Pongsak was accompanied on his visit by officials from Thailand’s National Economic and Social Development Board as well as from the finance and interior ministries.
The Bangkok Post said the Thai government was anxious to resolve planning and financing issues before the Thai-Myanmar Joint Coordinating Committee meets in Bangkok.
The huge US$50 billion project has been stalled since the chief developer, which was awarded a licence by the former military regime in 2008, announced that it lacked the funds to go it alone. Bangkok-based Italian-Thai Development company (ITD) is seeking Japanese investors to help.
President Thein Sein’s government also blocked plans by ITD to power the port with a massive 4,000 megawatts electricity generating station fueled by coal.
Burma’s Economic Growth Rising Fast, but So Is Inflation, Says Bank
Burma’s economy rebirth is moving faster than happened in Eastern Europe after the end of the Iron Curtain and the Soviet Union in the 1990s, the World Bank said.
Burma’s economic growth rate this year is expected to be a high 6.8 percent, but inflation is also rising rapidly—doubling in the 2013-14 financial year to 5.6 percent compared with 2.8 percent in the previous year, said the bank in a new report presented to international media in Bangkok.
However, Burma remains near the bottom of a world ranking on ease of doing business, positioned at 182 out of 189 countries, said Ulrich Zachau, director of the bank’s Bangkok office.
“There are many factors playing a role. [Burma] has taken the first very important step and passed the foreign investment law. It does make foreign investment in Myanmar [Burma] better than it was before,” Zachau was quoted by The Nation newspaper as saying.
“Of course many things are still needed to be done. It is a huge agenda of economic reform and there remain some concerns as there remain in other countries.”
Bids Deadline Nears for Burma’s Offshore Oil and Gas Block ‘Jewels’
Final bids from major international oil companies for one or more of the 30 offshore exploration and development blocks in Burma’s coastal waters are expected in the run up to a cut off deadline of Nov. 15.

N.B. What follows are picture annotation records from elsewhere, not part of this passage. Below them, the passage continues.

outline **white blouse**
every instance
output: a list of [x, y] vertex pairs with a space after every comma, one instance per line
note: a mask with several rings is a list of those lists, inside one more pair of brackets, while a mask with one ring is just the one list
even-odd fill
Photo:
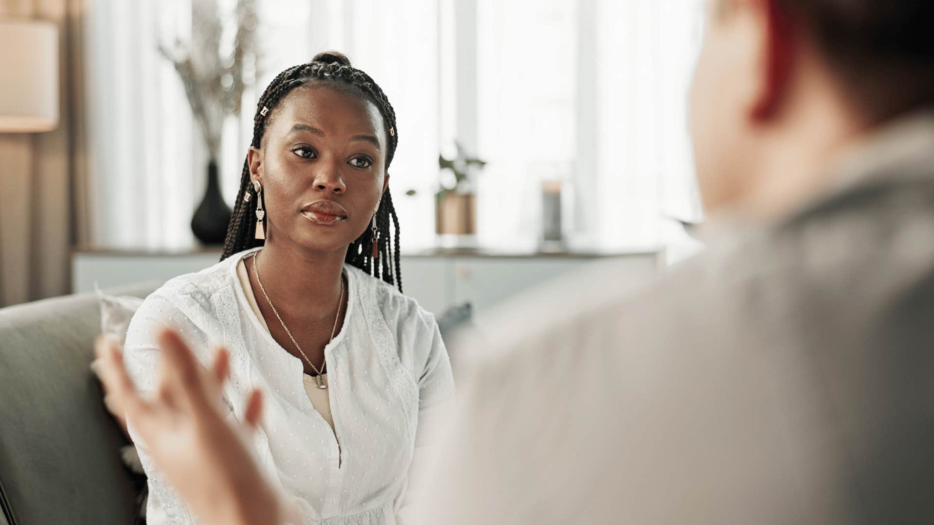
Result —
[[[166, 325], [179, 330], [203, 363], [224, 345], [231, 358], [224, 387], [228, 417], [242, 418], [251, 389], [264, 390], [263, 420], [254, 440], [258, 461], [296, 498], [307, 523], [396, 523], [417, 437], [421, 446], [431, 407], [454, 392], [433, 316], [392, 286], [345, 266], [344, 325], [324, 349], [332, 431], [305, 393], [301, 361], [263, 329], [240, 286], [237, 262], [258, 249], [176, 277], [149, 295], [130, 323], [127, 369], [137, 388], [153, 389], [156, 337]], [[130, 433], [135, 441], [132, 421]], [[195, 523], [154, 469], [145, 444], [137, 446], [149, 476], [148, 522]]]

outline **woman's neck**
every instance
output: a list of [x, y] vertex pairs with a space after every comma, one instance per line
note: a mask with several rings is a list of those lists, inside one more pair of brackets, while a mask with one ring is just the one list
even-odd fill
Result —
[[[341, 294], [346, 253], [308, 253], [294, 246], [266, 242], [256, 255], [260, 279], [276, 308], [333, 315]], [[250, 274], [253, 273], [249, 262]]]

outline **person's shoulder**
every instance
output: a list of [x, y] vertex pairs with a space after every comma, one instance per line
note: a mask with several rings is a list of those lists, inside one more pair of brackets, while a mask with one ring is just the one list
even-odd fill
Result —
[[401, 319], [417, 319], [434, 320], [434, 316], [421, 307], [414, 297], [405, 295], [392, 284], [353, 266], [347, 266], [353, 274], [354, 282], [360, 287], [361, 294], [367, 296], [375, 303], [384, 316]]
[[194, 300], [202, 303], [218, 291], [228, 289], [235, 277], [235, 266], [241, 254], [234, 254], [207, 268], [183, 274], [165, 281], [149, 297], [152, 300], [167, 300], [170, 303]]

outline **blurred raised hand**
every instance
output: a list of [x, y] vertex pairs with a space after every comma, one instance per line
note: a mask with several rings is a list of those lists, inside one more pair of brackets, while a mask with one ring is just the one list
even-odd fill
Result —
[[151, 398], [143, 398], [123, 367], [119, 347], [99, 337], [99, 375], [112, 410], [125, 414], [137, 443], [202, 520], [208, 524], [268, 525], [301, 519], [263, 477], [247, 437], [262, 413], [253, 390], [242, 423], [221, 411], [220, 390], [230, 372], [227, 351], [210, 369], [198, 364], [185, 342], [166, 330], [159, 336], [163, 363]]

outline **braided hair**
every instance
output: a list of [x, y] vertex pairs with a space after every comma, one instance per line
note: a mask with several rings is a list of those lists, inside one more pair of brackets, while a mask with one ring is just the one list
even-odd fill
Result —
[[[312, 83], [333, 83], [342, 88], [352, 90], [366, 100], [369, 100], [379, 109], [386, 128], [387, 150], [386, 168], [389, 169], [399, 142], [399, 132], [396, 128], [396, 113], [383, 90], [376, 85], [366, 73], [350, 65], [350, 60], [342, 53], [326, 51], [318, 53], [308, 64], [302, 64], [279, 73], [262, 92], [256, 105], [256, 116], [253, 118], [253, 140], [250, 143], [259, 148], [263, 134], [269, 123], [269, 118], [276, 105], [295, 88]], [[263, 111], [263, 108], [268, 110]], [[249, 163], [244, 162], [243, 174], [240, 178], [240, 192], [234, 206], [234, 215], [227, 228], [227, 238], [224, 240], [224, 250], [220, 260], [231, 255], [257, 246], [262, 246], [264, 240], [253, 238], [256, 232], [256, 206], [259, 199], [244, 200], [251, 188], [249, 177]], [[403, 290], [402, 269], [399, 266], [399, 217], [392, 206], [392, 195], [387, 188], [379, 201], [376, 210], [376, 228], [380, 235], [376, 240], [376, 249], [379, 257], [373, 257], [373, 233], [367, 228], [360, 237], [350, 243], [345, 261], [364, 272], [384, 281], [395, 285], [399, 291]], [[390, 221], [392, 229], [390, 230]], [[392, 232], [391, 242], [389, 232]]]

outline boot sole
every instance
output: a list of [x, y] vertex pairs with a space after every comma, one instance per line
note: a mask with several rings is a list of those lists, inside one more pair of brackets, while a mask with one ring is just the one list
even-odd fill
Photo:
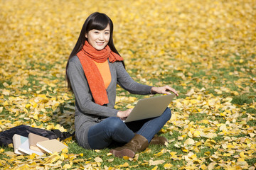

More than 60 firms are qualified to bid for the blocks after being short-listed earlier this year by the Ministry of Energy and the Myanmar Oil and Gas Enterprise (MOGE).
“The greatest draws for the largest companies are the 19 deep water offshore fields being offered,” said London’s Financial Times. “These far offshore assets, accounting for almost four-fifths of [Burma’s] deep water licences, are among the country’s energy crown jewels, analysts say,” the paper reported.
“This is an unusually blind auction because the government does not have the technical capacity to assess the geology.”
The Financial Times described the blocks as particularly attractive because of “surging demand from China, South Korea, Thailand and Japan” means gas prices are high.
The winners of the bids may not be announced until the first quarter of 2014.
Japan to Invest in Rubber Production in Burma for Export Markets
Japanese rubber producers have reached a provisional agreement with Burma on the manufacturing and export of the commodity, said the Myanmar Rubber Planters and Producers Association (MRPPA).
A memo of understanding was signed with the Japan Rubber Manufacturers Association and the Rubber Trade Association of Japan.
The agreement calls for Japanese companies to invest in manufacturing plants in Burma and for high quality rubber to be exported to Japan, said Eleven Media.
The first investment will focus on developing quality rubber plantations in Mon State that will be capable of competing in international markets, MRPPA secretary Khine Myint said.
The Japanese investors will soon carry out an assessment of the current state of the rubber business in Burma.